With the federal government announcing a vaccine passport is in the works for international travel, What does this mean for mixed-vaccine recipients?
Many other Canadians, received mixed doses of COVID-19 vaccines.
Doel for example got a shot of Pfizer-BioNTech and then Moderna in July, and wants Canada to convince certain countries to accept Canadians with mixed vaccines.
There is no issue with mixing vaccines as far as the science goes so far so Canada has to clear that up.
On Wednesday, the government announced a vaccine passport for international travel is in the works.
The vaccine certificate will be common across all provinces, and will include the holder’s COVID-19 vaccination history, the date they got their shot, the type of jab they received and where it was administered.
It will be available to all citizens, permanent residents and temporary residents living in Canada who are fully vaccinated.
As for a timeline, the passport will be ready to go “early this fall,” according to Intergovernmental Affairs Minister Dominic LeBlanc.
In the meantime, the government will have to gather all the vaccination data from each province and territory in order to plug it into their new passport system and get it ready to go.
No other specific details were shared during the announcement, resulting in many unanswered questions while the federal government crafts its passport.
How it will work and what it will look like are unclear, but Martin Firestone said the announcement itself was “huge” for travellers.
Travellers will have some peace of mind that they’ll know prior to going to a country that this passport will be accepted, that there’ll be no issues when they get there and it will basically let them know where they can go and where they can’t go.

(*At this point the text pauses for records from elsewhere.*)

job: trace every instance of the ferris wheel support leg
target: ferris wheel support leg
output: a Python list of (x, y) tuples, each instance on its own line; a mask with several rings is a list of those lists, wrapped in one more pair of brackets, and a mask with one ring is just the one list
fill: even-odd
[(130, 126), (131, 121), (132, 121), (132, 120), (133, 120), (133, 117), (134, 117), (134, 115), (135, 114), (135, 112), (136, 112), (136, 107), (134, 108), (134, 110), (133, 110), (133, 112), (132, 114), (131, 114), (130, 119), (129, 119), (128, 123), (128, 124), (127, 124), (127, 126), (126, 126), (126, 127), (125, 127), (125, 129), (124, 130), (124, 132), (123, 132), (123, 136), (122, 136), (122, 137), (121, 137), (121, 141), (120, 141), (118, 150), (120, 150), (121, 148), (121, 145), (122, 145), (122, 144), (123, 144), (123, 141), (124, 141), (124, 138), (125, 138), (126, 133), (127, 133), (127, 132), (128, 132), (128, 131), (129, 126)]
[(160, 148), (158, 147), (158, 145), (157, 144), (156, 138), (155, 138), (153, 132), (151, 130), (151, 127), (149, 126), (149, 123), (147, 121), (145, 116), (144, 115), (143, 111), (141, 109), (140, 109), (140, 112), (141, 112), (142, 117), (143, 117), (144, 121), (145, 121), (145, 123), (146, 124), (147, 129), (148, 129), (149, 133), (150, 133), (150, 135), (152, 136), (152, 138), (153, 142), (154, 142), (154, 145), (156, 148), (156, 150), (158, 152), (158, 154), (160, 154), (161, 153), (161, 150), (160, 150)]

The mixed-vaccine scenarios are still going to be out there. The passport won’t necessarily alleviate that problem, but at least we’ll have an idea of what countries are accepting Canada’s passport system.
As the world reopens, not all countries are recognizing all mixed vaccines, which could potentially bar entry to millions of Canadians.
Trinidad and Tobago isn’t currently accepting travellers with a mix of Moderna and Pfizer vaccines but is allowing an AstraZeneca and Pfizer or Moderna mix.
Both Germany and France only accept a combination of AstraZeneca and Pfizer or Moderna as fully vaccinated and not two mRNA vaccines of different makes, meaning travellers must present a negative COVID-19 test to enter.
Barbados reversed its policy on July 15 to allow mixed vaccines after initially not accepting them.
Elsewhere in the Caribbean, Jamaica will accept anyone with two doses of a World Health Organization-approved vaccine, mixed or not, and Cuba and the Dominican Republic have no vaccine requirements.
Canada needs to have these conversations with other countries as it develops its vaccine passport.